A Dangerous Inheritance
A Novel of Tudor Rivals and the Secret of the Tower
By Alison Weir
(Ballantine Books, Hardcover, 9780345511898, 544pp.)
Here is another great novel for lovers of English historical fiction; it is a story of two women who are bound to each other through birth and circumstances. Katherine Grey is the younger sister of Lady Jane Grey and the niece of Henry VIII. Her fortune rides on the success of her sister’s claim to the English throne after the death of Henry VIII’s son, Edward. As so many of the women written about at this time, neither Katherine nor her sister, Jane, has any control over their lives and are used as a pawns by their parents, and the English Court. Katherine finds herself betrothed and married to Henry Lord Herbert as their parents plot to have her sister, Lady Jane Grey, become the next Queen of England. Katherine and young Herbert fall in love, but find that his father has a second plan in case the plot to put Jane on the throne is not successful. When Jane’s short reign is ended, Katherine then begins a fearful life at court, never sure who are her enemies and who are her friends. Katherine’s first marriage is annulled, and she lives at court first in the hands of Queen Mary and then later in the hands of Queen Elizabeth I.
The second story of Katherine Plantagenet, the illegitimate daughter of Richard III, surrounds a mystery for Katherine Grey to unravel.
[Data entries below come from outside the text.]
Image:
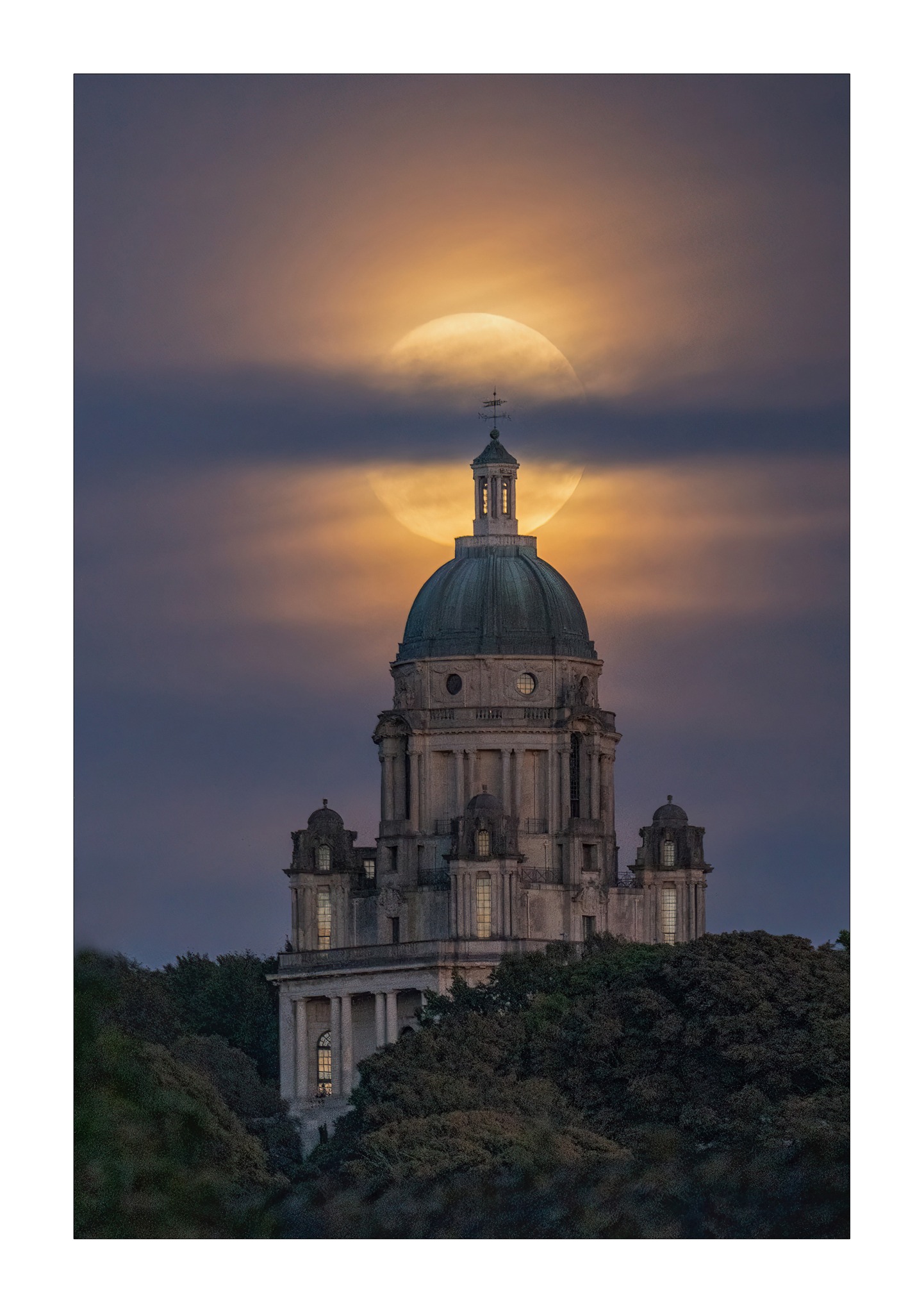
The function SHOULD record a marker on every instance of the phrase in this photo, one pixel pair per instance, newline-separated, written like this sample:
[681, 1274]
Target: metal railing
[422, 952]
[433, 878]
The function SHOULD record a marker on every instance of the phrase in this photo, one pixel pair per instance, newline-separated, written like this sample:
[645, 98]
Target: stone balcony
[420, 953]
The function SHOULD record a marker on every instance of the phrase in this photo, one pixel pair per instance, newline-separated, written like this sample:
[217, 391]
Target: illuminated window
[574, 775]
[324, 1082]
[483, 908]
[668, 914]
[323, 918]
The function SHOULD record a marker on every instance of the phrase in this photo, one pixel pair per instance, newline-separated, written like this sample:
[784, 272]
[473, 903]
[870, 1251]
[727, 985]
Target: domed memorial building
[497, 833]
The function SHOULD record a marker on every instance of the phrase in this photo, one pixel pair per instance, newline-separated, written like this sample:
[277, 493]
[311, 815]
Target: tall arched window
[324, 1067]
[323, 918]
[668, 914]
[483, 908]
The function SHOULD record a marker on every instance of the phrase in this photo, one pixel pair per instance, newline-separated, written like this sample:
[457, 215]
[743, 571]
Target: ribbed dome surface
[497, 600]
[670, 812]
[326, 818]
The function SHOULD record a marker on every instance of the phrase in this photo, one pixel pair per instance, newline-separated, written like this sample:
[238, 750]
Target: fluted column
[286, 1047]
[301, 1048]
[347, 1043]
[607, 792]
[336, 1052]
[389, 785]
[554, 789]
[414, 764]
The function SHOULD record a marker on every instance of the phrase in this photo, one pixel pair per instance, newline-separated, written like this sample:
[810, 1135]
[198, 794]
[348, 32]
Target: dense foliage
[692, 1091]
[632, 1090]
[176, 1135]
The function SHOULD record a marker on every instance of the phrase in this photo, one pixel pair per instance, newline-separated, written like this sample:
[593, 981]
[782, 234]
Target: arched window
[668, 914]
[324, 1067]
[483, 908]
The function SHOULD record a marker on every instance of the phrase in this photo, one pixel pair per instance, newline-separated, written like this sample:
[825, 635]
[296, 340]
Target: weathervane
[493, 412]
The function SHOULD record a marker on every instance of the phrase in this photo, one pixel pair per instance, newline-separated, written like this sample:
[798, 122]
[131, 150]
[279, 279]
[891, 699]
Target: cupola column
[495, 473]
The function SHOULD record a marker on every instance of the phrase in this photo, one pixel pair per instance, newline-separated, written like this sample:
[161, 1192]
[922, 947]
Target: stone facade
[497, 828]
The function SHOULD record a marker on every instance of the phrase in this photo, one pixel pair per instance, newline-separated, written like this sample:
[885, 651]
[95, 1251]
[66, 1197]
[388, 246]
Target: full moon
[463, 358]
[468, 355]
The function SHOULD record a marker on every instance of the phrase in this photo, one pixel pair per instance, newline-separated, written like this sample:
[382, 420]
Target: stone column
[554, 789]
[347, 1044]
[392, 1017]
[414, 766]
[607, 794]
[302, 1048]
[336, 1050]
[286, 1047]
[389, 785]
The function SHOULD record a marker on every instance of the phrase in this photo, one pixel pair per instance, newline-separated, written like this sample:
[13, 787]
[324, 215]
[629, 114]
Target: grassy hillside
[697, 1090]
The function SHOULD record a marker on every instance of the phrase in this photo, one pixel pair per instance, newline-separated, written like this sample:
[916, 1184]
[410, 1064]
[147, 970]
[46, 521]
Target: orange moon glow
[468, 355]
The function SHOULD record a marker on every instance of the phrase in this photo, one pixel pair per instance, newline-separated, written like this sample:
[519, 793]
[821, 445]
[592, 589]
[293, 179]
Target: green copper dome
[497, 600]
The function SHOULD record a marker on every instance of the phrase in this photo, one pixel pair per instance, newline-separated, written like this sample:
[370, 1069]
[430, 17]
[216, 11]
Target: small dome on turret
[670, 813]
[326, 818]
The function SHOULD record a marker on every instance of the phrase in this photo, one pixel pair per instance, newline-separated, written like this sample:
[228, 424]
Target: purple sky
[247, 250]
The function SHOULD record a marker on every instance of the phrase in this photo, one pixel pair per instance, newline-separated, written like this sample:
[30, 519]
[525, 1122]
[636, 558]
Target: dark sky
[247, 253]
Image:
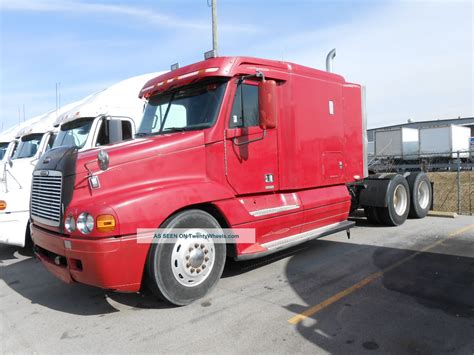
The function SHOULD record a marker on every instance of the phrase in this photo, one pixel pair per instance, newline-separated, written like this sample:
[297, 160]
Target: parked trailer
[445, 141]
[229, 142]
[399, 143]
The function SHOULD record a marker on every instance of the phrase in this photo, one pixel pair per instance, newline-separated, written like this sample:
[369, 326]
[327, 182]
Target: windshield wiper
[174, 129]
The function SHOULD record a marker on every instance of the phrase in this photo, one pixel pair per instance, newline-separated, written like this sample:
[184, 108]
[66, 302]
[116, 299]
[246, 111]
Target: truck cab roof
[229, 67]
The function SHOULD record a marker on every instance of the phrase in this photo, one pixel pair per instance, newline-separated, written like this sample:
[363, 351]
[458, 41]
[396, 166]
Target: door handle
[237, 143]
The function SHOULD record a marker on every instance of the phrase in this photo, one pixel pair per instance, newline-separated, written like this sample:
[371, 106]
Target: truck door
[251, 154]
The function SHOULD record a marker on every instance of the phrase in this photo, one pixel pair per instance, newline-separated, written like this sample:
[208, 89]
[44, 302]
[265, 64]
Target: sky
[414, 57]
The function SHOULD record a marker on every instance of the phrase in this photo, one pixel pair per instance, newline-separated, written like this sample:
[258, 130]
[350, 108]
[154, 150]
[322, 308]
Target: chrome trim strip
[291, 241]
[272, 210]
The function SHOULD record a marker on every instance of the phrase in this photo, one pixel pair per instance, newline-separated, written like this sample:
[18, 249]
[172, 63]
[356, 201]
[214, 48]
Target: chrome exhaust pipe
[329, 60]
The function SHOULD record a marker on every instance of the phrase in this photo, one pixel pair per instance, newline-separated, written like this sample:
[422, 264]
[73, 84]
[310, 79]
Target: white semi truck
[106, 117]
[31, 142]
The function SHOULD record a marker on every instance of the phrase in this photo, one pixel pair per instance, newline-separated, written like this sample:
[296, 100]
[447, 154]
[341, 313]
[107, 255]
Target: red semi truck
[228, 142]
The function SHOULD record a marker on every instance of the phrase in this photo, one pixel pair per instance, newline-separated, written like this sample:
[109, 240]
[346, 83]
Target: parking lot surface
[408, 289]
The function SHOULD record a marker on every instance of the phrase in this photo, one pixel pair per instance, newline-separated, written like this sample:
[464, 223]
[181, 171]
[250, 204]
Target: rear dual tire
[398, 204]
[420, 193]
[183, 271]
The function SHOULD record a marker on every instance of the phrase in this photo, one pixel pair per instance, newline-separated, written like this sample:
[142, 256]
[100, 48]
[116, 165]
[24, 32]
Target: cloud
[146, 14]
[41, 101]
[415, 58]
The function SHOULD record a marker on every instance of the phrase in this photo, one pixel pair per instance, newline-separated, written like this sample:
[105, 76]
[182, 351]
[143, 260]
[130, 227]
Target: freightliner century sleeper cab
[84, 124]
[229, 142]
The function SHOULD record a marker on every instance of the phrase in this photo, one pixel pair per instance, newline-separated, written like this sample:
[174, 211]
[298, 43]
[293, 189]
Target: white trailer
[397, 143]
[445, 141]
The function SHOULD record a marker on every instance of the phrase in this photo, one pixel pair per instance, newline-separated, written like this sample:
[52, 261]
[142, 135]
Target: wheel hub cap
[192, 259]
[196, 258]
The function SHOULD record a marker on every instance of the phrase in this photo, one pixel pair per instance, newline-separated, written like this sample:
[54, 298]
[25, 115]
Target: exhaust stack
[329, 60]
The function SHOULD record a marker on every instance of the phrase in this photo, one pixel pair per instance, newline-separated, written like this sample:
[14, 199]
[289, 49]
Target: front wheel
[184, 270]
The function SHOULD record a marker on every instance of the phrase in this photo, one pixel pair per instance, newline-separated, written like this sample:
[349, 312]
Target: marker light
[106, 223]
[85, 223]
[70, 224]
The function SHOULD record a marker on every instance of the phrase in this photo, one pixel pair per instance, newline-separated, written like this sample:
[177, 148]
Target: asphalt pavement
[402, 290]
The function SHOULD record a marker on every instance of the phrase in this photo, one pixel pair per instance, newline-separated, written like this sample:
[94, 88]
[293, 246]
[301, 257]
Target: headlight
[85, 223]
[70, 224]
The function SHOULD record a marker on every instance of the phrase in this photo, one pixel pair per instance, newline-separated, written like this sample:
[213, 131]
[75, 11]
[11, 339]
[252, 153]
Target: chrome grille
[46, 197]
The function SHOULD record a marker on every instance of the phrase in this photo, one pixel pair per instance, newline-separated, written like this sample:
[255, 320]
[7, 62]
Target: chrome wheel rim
[400, 200]
[192, 259]
[423, 194]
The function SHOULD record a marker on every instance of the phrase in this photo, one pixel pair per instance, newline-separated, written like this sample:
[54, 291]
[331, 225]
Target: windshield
[3, 149]
[28, 146]
[74, 133]
[192, 107]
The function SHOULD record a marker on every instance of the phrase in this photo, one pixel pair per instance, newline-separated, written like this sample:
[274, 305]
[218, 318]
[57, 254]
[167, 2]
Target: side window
[245, 107]
[176, 117]
[126, 130]
[51, 140]
[104, 136]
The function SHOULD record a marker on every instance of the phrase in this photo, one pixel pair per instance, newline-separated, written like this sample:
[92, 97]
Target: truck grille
[46, 197]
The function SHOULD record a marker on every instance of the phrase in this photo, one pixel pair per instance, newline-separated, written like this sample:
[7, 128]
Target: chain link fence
[451, 175]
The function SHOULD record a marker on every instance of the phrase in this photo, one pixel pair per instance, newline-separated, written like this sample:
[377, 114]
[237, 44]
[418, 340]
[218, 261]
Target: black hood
[61, 159]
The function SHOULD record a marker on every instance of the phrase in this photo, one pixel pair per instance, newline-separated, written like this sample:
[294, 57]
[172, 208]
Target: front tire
[398, 202]
[182, 271]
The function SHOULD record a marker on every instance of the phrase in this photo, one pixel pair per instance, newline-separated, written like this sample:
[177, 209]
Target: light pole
[214, 25]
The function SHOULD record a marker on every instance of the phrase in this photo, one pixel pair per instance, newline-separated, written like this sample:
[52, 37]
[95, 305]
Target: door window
[245, 107]
[104, 138]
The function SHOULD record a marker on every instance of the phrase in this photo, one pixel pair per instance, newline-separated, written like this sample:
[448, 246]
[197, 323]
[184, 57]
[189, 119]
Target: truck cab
[229, 143]
[29, 144]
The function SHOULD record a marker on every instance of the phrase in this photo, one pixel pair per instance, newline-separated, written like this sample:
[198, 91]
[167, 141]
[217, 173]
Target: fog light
[105, 223]
[70, 224]
[85, 223]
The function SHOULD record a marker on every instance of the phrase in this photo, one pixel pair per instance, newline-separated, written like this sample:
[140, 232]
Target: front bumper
[13, 227]
[110, 263]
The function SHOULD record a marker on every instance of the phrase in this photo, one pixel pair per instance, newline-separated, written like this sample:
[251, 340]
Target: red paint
[312, 154]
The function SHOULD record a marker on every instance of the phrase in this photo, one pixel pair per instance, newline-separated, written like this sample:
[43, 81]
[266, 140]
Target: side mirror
[268, 104]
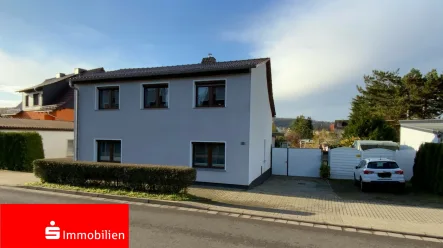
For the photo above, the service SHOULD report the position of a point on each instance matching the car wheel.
(363, 186)
(355, 181)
What happened to those two York Princes who were locked in the Tower? There is some unknown tie between the two women, and Katherine Grey feels the connection from the first time she sees a portrait of Katherine Plantagenet. As the story unwinds, both women find themselves in the shadow of the terrible Tower of London and try to learn the truth about one of the greatest secrets of the Tower.
Alison Weir moves skillfully between the two stories of these young women who are so much a part of two pivotal times in English history. This is her first novel where two lives of women are the focus and both are surrounded by the mystery and the intrigue of the English Court. Weir spins a story about life in the Tower and gives her version of what happens to those two young Princes of York.